In the mouth, what's immediately striking is a burst of fresh plum fruit atop what devolves into a cascade of aged, sweet leather, more spice and a well integrated structure. The high toned flavours are almost overwhelming in their intensity and persistence, and might threaten to unbalance the wine were it not for a firm line of plum underlining the whole. While the mid-palate shows the greatest concentration of spice, the after palate reveals a liquerous expression of plum-like fruit, bringing a sense of harmony to the flavour components and a curiously fresh resolution to the overall profile.
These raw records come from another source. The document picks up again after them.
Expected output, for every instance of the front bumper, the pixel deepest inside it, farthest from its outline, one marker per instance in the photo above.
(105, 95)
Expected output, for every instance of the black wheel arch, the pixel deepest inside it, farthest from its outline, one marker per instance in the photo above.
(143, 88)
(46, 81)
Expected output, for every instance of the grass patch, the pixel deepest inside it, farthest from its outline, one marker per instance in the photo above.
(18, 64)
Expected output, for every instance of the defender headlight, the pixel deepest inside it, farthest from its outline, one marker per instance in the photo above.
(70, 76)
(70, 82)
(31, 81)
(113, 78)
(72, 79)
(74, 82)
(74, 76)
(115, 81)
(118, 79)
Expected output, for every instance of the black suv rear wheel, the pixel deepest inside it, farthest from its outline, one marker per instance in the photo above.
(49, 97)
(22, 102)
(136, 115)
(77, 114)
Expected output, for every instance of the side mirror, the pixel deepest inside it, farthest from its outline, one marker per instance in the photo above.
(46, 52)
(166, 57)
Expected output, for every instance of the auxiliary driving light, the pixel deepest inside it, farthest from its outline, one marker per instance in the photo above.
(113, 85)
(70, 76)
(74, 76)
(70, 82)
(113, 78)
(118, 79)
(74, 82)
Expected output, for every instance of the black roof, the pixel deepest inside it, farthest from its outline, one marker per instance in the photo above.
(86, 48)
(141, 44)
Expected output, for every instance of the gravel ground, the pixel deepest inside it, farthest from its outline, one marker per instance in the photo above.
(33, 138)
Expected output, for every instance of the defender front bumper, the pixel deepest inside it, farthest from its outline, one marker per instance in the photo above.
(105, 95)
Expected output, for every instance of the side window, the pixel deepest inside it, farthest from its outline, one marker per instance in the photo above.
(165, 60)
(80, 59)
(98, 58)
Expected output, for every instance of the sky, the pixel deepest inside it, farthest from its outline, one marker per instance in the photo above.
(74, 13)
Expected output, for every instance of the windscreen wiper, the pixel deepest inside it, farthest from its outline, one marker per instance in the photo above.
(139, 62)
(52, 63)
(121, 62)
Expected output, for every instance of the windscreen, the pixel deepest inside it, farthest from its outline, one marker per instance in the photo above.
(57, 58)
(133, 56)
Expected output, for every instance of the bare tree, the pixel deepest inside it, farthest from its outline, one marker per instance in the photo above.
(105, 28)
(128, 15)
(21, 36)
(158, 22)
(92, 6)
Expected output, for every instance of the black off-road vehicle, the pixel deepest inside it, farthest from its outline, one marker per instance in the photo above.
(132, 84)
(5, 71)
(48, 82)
This wine was an interesting counterpoint to the 05 Castagna Un Segreto tasted immediately prior to it. I'd characterise the Castagna as in many ways a baroque wine; sinewy, complex, full of intertwining themes that echo and complement each other, but with a slightly hard aesthetic that tilts away from sensuality at times. This, by contrast, is like a Debussy tone poem; its face is atmospheric, its mood emotional, its construction crystalline. Fucking beautiful.
I sometimes become intellectually lazy if immersed in something for too long. Perhaps it's a universal experience or simply a personal failing; in any case, one of the great pleasures of any long term endeavour is to reach a tipping point of challenge and stimulation where jaded complacency gives way to renewed enthusiasm.
I mention this not simply in passing; this afternoon, I spent several wonderful hours tasting wines with Simon Clayfield. The wines were his current (and some previous) releases under the Clayfield Wines label. I've written about Clayfield Wines before and confess to have enjoyed them beyond reasonable measure; to me, these are wines of immense integrity and appeal.
The process of tasting them at length with their maker was in some respects daunting. Clearly -- and unsurprisingly, given I am but an enthusiastic amateur -- the sophistication of his palate far surpasses my own, so it was as much a learning experience as anything else. What was fascinating, though, was to understand the common thread that holds these wines together, and how this might relate to a certain philosophy of wine.
What they are not is superficially uniform. Variation between vintages and labels is striking, so much so that it was a challenge, at first, to relate the wines to one another in a meaningful way. They do in fact relate, and quite profoundly, but there isn't anything so obvious as, say, showy oak or a put-upon style on which to hang one's tasting hat. What unifies this portfolio, and perhaps Mr Clayfield's approach in general, is a pragmatic response to vintage variation and site character combined with an uncompromising attitude towards balance.
These overriding principles make sense of a portfolio of Grampians Shiraz wines whose alcohol levels range from about 13% to 15.8% abv (in the case of the 2008 Thomas Wills Shiraz) and whose styles move from elegantly spicy and medium bodied to full-throttle, dense and quite tannic. Indeed, once finished tasting, I felt as if I'd had a glimpse into the region's full potential, which is an impressive achievement within a single portfolio of wines.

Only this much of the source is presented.